Methods: Managerial activities are modeled as a time-dependent portfolio, with time allocations revised periodically using a rolling-horizon decision process. Managerial preferences are represented through interval-valued parameters to preserve flexibility, while environmental uncertainty is captured via stochastic states and scenario-based evaluation. The resulting optimization problem is solved using a robustness-aware rolling-horizon evolutionary algorithm. Performance is evaluated through simulation under multiple uncertainty regimes, including low volatility, high volatility, shock-driven, and regime-switching environments, and compared against static and non-robust rolling-horizon benchmarks.


Results: The results show that dynamic adaptation provides limited benefits in stable environments but yields substantial performance improvements under volatility, shocks, and regime changes.
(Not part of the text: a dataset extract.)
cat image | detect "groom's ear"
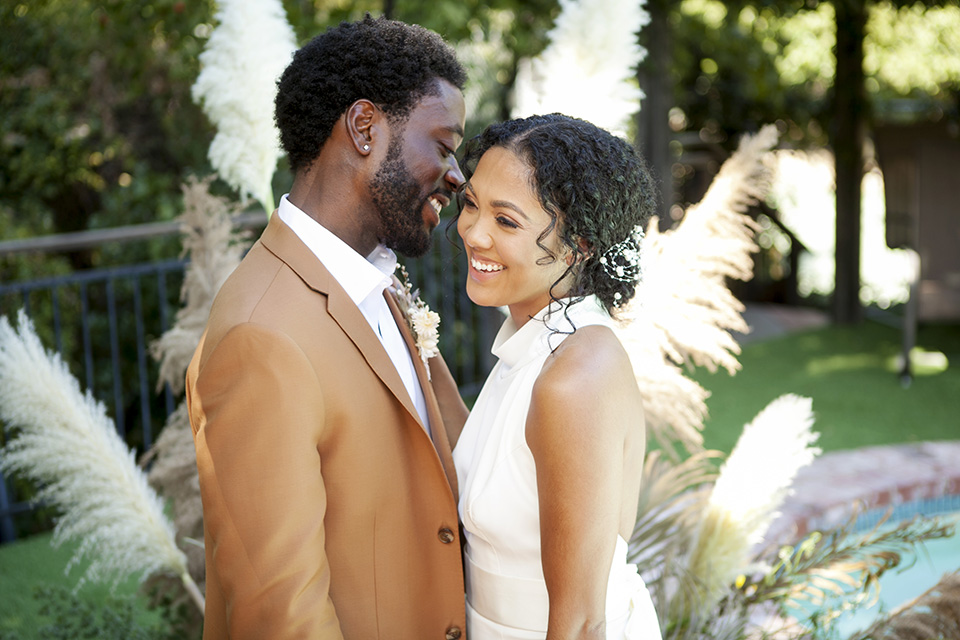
[343,100,376,156]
The proposed adaptive robust model consistently achieves higher cumulative value and lower performance variability than benchmark approaches. Dynamic analysis further reveals that the model selectively adapts to meaningful environmental changes while avoiding excessive oscillations in time allocations.


Conclusions: The findings demonstrate that managerial time allocation should be supported by adaptive, uncertainty-aware decision support systems rather than static schedules or purely reactive adjustments. By formalizing time allocation as a dynamic portfolio problem, this work contributes to the decision support and management science literature and provides a foundation for intelligent systems that evolve alongside managerial environments.